# yup another usb device not recognized in vista?



## minimaxa (Apr 23, 2007)

sorry to hassle you guys with another usb question although this one has me stumped and you are smarter than me so here is my story, any reg edits, proper driver solutions or device manager tweaks etc are appreciated. thanks!

my usb wireless ms 4000 mouse sometimes is not recognised in vista ultimate it is an intermitten problem and works for a day then after shutdown does not come back on and then you delete all of the drivers and then it works for the day etc etc. the system gives you that "dow dun" sound then the usb device is not recognised pop up is seen without a solution.

this is what i have tried so far:

reinstalled both ultimate and on premium with no difference

deleted both drivers and all usb host controllers and usb hubs.(vista quickly reinstalls these drivers from windows32 file though)

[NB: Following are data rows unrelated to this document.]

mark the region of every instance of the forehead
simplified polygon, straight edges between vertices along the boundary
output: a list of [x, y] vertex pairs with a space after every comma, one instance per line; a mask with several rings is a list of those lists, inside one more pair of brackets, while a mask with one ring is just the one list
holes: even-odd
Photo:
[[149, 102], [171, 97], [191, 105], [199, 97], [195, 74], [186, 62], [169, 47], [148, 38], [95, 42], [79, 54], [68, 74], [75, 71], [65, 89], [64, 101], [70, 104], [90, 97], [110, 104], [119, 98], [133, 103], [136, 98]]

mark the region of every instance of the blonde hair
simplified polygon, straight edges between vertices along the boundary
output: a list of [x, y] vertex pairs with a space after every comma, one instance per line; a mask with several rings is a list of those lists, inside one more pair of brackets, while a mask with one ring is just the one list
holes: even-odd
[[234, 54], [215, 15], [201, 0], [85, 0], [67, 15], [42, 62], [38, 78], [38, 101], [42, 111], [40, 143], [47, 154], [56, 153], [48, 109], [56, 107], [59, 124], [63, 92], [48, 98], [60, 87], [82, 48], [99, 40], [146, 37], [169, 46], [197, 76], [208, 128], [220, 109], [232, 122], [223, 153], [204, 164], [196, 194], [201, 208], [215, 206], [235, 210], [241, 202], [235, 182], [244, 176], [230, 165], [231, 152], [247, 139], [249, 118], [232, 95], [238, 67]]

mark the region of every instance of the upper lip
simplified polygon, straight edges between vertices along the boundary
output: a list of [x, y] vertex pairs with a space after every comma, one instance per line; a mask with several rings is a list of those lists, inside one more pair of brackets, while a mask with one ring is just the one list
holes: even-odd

replaced battery on usb mouse

tried in all 6 usb ports

taken out power plug and notebook battery

installed latest ms ps/2 vista mouse driver

the funny thing is my usb flash drive and usb cable modem both work like champions never ever failing?

system set up
dell 9300 notebook
512 ram ddr
7200 80 gig hd
1.6 centrino cpu


----------



## linfin (Apr 29, 2007)

Have you tried downloading BIOS updates from your laptop/PC manufacturer? I suddenly started having a "USB device not recognized" problem, but when I downloaded a BIOS update from my laptop manufacturer's tech site, I no longer had any problem. Your manufacturer's site (HP, Toshiba, whatever) might have BIOS updates for Vista.


----------



## minimaxa (Apr 23, 2007)

im using a dell 9300 laptop with bios version a05 the latest one.

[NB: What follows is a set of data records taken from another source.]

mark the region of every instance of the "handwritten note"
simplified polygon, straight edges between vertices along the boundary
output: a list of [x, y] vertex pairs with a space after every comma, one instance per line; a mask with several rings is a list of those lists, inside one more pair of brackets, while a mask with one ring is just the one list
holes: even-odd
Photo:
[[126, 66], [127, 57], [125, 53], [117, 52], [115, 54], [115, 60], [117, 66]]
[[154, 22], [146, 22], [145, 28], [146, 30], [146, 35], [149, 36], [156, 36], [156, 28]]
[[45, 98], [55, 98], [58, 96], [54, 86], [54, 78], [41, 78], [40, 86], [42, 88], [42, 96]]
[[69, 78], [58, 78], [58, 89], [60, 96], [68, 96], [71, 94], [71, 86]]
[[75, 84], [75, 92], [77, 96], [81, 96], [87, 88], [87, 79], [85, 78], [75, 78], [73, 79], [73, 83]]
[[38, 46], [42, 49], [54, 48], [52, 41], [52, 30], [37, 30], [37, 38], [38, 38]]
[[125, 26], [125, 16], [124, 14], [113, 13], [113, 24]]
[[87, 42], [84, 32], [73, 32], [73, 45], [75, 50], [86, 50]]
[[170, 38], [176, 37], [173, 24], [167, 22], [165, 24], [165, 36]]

i think from what dell has said it is an issue with ricoh and microsoft with no known eta on a driver update for usb?


----------



## mjantz (May 1, 2007)

I am having the EXACT same problem. Any known solution would be greatly appreciated.

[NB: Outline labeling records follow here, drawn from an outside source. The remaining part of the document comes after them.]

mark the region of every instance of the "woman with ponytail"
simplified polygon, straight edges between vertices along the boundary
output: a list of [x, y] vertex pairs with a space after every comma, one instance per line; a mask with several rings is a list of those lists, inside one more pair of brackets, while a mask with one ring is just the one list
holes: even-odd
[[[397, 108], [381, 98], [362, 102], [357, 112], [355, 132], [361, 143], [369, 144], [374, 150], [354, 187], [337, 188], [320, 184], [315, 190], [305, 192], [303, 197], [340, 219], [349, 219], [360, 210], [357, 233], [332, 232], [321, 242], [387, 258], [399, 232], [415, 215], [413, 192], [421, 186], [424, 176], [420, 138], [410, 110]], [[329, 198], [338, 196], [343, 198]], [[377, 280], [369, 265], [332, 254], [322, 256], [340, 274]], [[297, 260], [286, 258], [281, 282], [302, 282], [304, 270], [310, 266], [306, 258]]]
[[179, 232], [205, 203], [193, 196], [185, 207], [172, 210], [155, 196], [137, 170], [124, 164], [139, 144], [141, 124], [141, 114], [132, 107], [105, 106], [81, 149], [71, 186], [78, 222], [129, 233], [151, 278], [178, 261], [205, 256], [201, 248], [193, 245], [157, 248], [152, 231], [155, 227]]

Oh btw, I am using a Logitech V200 wireless mouse on a Dell Inspiron E1705 Notebook running on vista.


----------



## purge98 (Jun 23, 2007)

I have a Logitech Cordless Mouseman Optical mouse.

I have exactly the same problem. Mouse will be recognised by Vista 32bit about 60% of the time but others I have to pull the USB plug out and reinsert. 

It is doing my head in.

Does Microsoft know about this Visat bug?


----------



## banisters_mind (Oct 7, 2007)

I'm gonna kick off this thread again and relay to you all my experience from just this morning.

I have a Dell XPS M1530 running Vista Home Premium (32 bit). I also own a HP iPaq rx4540 running Windows Mobile 5. Until this morning, I was effortlessly syncing my pda with my laptop daily. Now, all of a sudden I am getting the "USB device not recognized" message. 

I have tried all the basic measures (following through on the Windows efforts to find the driver, navigating to the system32 folder - where, I might add - it says it finds the driver, but can't install it, to using the original disc that came with my iPaq to try and install the driver from there). All to no avail.

Hoping there might be someone out there whose encountered this and can help me...


----------